“Resilience: The Science of Mastering Life’s Greatest Challenges” By Steven Southwick and Dennis Charney. (Cambridge University Press 2012)
Steven Southwick and Dennis Charney’s names are everywhere in resilience research, They have clearly studied and researched the subject for many years. (They are also joint authors of the most comprehensive book of research papers on the subject: “Resilience and Mental Health: Challenges Across the Lifespan” I will review some of these papers elsewhere on the site).
This book reflects that depth of knowledge, as the evidence in favour of different behaviours and attitudes of mind are examined in terms of their value in developing resilience. Not surprisingly the recurrent themes correspond to the elements explored on this website.
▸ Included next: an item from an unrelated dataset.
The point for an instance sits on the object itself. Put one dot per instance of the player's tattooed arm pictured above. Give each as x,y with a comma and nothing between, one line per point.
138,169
The authors also provide some explanations of the fascinating but incomprehensible research in neuroscience and what it may mean as we learn more about brain chemistry and how it affects us.
While Science has enabled us to understand the physical world in ways that have increased our rates of survival exponentially, it seems to still be true that
As a society we are used to discussing “scientific facts” while scientists refer to theories and hypothesis and weigh up evidence – some of which is contradictory, accepting that that theory which best fits the evidence may later be disproved. As lay people we place a lot of store in statistics and sometimes fail to fully appreciate that what is true for the majority may be utterly false for an individual. Despite all this, or perhaps even as a triumph of the human condition there is accumulating evidence that our behaviour is far more influenced by stories of the experiences of others than by “scientific evidence”.
Southwick and Charney straddle this dichotomy comfortably, as they intersperse the dry science with stories from the lives of individual’s which demonstrate the phenomena which has been researched.
There is plenty here and perhaps requires more than one read to fully appreciate.